Editor's Note: The author of this article is Yoann Hispa, CEO and Co-Founder of LandGate. It was originally published in the Summer 2022 edition of Land.
Assuming fossil fuel and biomass energy would be replaced with green energy, it would take 13 million acres of America’s land to obtain zero-carbon emission by generating electricity solely from solar farms. The amount would likely need to double to account for energy storage, electric vehicle (EV) charging stations, and the necessary increase in electrical infrastructure. By dedicating about 26 million acres or one percent of US land to solar energy—an area roughly the size of Kentucky—we could enable the nation to reach zero carbon emission.
Figure 1 shows the yearly equivalent electricity production (as of May 2022) broken down by source. Green energy includes solar, wind, hydroelectric, and geothermal electricity. Nuclear energy is considered a zero-carbon electricity generation method. Low-carbon energy is natural gas, which the European Union is trying to include, amid controversy, as a type of green energy meeting the carbon goals. High-carbon electricity is produced from coal, petroleum, and biomass sources. Even though biomass is a renewable energy source, it requires burning wood and plants, creating problematic carbon emissions. Texas is the nation’s leading producer of electricity and overall energy.
Figure 1
To calculate the electricity demand for the US, both infrastructure electricity data and land transportation were incorporated into this study. According to an EIA study, on-road passenger transportation accounts for 62% of the transportation energy use in the US, with the rest being freight transportation (19%), marine (12%), air (5%), and rail (2%). In this feasibility study, we will assume that only land transportations (on-road passenger, freight, and rail) can be completely electrified.

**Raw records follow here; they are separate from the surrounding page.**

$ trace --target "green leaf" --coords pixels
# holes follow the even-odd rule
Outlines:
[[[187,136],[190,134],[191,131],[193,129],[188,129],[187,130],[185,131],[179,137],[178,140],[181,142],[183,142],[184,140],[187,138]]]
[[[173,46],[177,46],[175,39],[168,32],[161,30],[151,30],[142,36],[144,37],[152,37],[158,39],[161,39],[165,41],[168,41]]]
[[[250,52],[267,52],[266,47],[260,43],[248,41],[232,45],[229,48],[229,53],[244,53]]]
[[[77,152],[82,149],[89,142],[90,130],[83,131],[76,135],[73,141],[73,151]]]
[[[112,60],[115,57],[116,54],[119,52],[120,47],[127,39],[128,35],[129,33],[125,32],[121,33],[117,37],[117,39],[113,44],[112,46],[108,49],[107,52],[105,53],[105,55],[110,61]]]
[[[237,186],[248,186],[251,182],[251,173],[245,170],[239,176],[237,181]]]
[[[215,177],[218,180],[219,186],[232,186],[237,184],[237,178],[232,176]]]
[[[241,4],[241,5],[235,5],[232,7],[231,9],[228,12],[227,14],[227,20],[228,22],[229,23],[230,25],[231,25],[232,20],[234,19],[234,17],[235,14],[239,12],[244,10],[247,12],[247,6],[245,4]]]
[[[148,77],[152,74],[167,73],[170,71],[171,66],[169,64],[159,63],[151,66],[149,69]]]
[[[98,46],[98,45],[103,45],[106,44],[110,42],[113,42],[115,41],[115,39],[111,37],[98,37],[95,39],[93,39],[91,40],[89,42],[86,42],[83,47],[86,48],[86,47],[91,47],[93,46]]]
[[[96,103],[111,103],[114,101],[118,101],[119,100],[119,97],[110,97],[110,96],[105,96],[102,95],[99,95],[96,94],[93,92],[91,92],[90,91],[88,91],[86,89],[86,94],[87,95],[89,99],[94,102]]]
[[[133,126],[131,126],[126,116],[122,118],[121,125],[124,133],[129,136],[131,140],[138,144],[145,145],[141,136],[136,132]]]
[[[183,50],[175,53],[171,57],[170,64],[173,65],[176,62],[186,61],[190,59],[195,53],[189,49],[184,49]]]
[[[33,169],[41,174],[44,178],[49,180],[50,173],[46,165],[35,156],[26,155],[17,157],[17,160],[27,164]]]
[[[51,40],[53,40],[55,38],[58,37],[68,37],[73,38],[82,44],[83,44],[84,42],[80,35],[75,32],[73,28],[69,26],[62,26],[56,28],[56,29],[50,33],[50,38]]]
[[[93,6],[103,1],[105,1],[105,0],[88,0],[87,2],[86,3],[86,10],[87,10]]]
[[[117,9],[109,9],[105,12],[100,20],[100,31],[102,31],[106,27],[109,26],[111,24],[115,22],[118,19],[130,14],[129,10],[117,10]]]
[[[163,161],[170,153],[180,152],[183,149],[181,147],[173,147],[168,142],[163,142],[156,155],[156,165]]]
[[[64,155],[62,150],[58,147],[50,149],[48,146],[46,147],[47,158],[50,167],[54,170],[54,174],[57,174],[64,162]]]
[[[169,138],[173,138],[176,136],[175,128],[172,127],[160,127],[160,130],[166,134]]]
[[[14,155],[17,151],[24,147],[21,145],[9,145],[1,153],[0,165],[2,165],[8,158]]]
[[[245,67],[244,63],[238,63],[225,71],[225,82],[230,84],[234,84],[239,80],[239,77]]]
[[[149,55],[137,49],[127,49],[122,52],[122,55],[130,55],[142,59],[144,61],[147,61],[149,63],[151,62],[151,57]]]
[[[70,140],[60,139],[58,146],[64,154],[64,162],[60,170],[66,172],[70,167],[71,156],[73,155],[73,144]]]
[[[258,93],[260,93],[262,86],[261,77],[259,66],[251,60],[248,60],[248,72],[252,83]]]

Using the driving statistics from the US Department of Transportation, LandGate estimated the average yearly car mileage per driver for each state which ranges from 7,013 miles per year for the District of Columbia to 24,069 miles per year for Wyoming. Combined with the number of licensed drivers for each state, we can derive the yearly mileage per state for on-road passengers.
Since EVs in the US account for less than one percent of all vehicles, and because we are not modeling an increase in the number of drivers, we will assume all vehicles are petroleum based. Using an average EV energy consumption of 350 Wh (Watthour) per mile, and with more modeling, we converted this to a total energy consumption to turn the entire passenger vehicle fleet, along with freight and rail transportation, to electric, (See Figure 2.)
Figure 2
Utility-scale generators in the US currently generate around 4.7 million GWh per year, with 1.8 million GWh produced from high carbon emission sources of energy and 1.6 million GWh from low-carbon emission natural gas. The electricity needed to make land transportation totally zero carbon is estimated at 1.6 million GWh per year. To make the current electricity production and land transportation zero-carbon emission will require five million GWh per year of additional electricity generation from green energy.

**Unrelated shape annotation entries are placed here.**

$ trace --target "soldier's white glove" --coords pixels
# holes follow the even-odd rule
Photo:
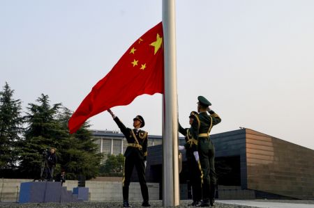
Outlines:
[[[200,156],[198,155],[198,152],[195,151],[193,152],[194,157],[195,158],[196,161],[198,161],[200,160]]]
[[[108,111],[109,113],[110,113],[111,116],[112,116],[112,118],[115,118],[117,116],[113,113],[113,112],[111,111],[110,109],[107,109],[107,111]]]
[[[184,149],[186,149],[184,146],[179,145],[179,150],[184,150]]]

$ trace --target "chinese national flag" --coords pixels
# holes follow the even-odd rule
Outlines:
[[[91,116],[113,106],[128,105],[138,95],[163,93],[163,37],[160,22],[130,47],[72,115],[70,133],[75,132]]]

(Figure 3 and Figure 4 show the breakdown of this additional green electricity required for each state to have no carbon emissions.) Which source of green energy will likely be used to produce these five million GWh per year of additional electricity? Growing calls for removing hydroelectric dams combined with increasing droughts, as illustrated by the Glen Canyon Dam in Arizona’s Lake Powell where water levels have dropped to a historic low, do not make new hydroelectric dams likely.
Figure 3
Figure 4
Wind farms take more acreage than solar to produce the same electricity, but they allow use of the land. To simplify this feasibility study, we will assume that all the additional electricity from green energy sources will come from solar farms. Using the solar irradiance, topography, exclusion zones, buildable acreage specific to every state, we calculated the acreage required to generate this additional electricity. (See Figure 5.)
Figure 5
Solar farms in the US built and being built to date currently occupy an estimated half million acres. We would need an additional 13 million acres of solar farms in the next decade to meet the zero carbon goals, over 25 times more than what has been built to date (See Figure 6.).
Figure 6
It would also require additional energy storage, infrastructures like transmission lines, substations, and distribution lines, which could be roughly estimated to be another 13 million acres. This Kentucky-size acreage required for green electricity production, transportation, and storage represents around one percent of the land in the continental United States. The first step in this energy transition is replacing the high carbon energy sources (coal and fossil fuels). The next step will be replacing the low-carbon energy sources (natural gas). Given the recent focus from investors on renewable energy, we want to believe these zero-carbon goals can be met, which will require that a lot of land across the US be dedicated to green energy production.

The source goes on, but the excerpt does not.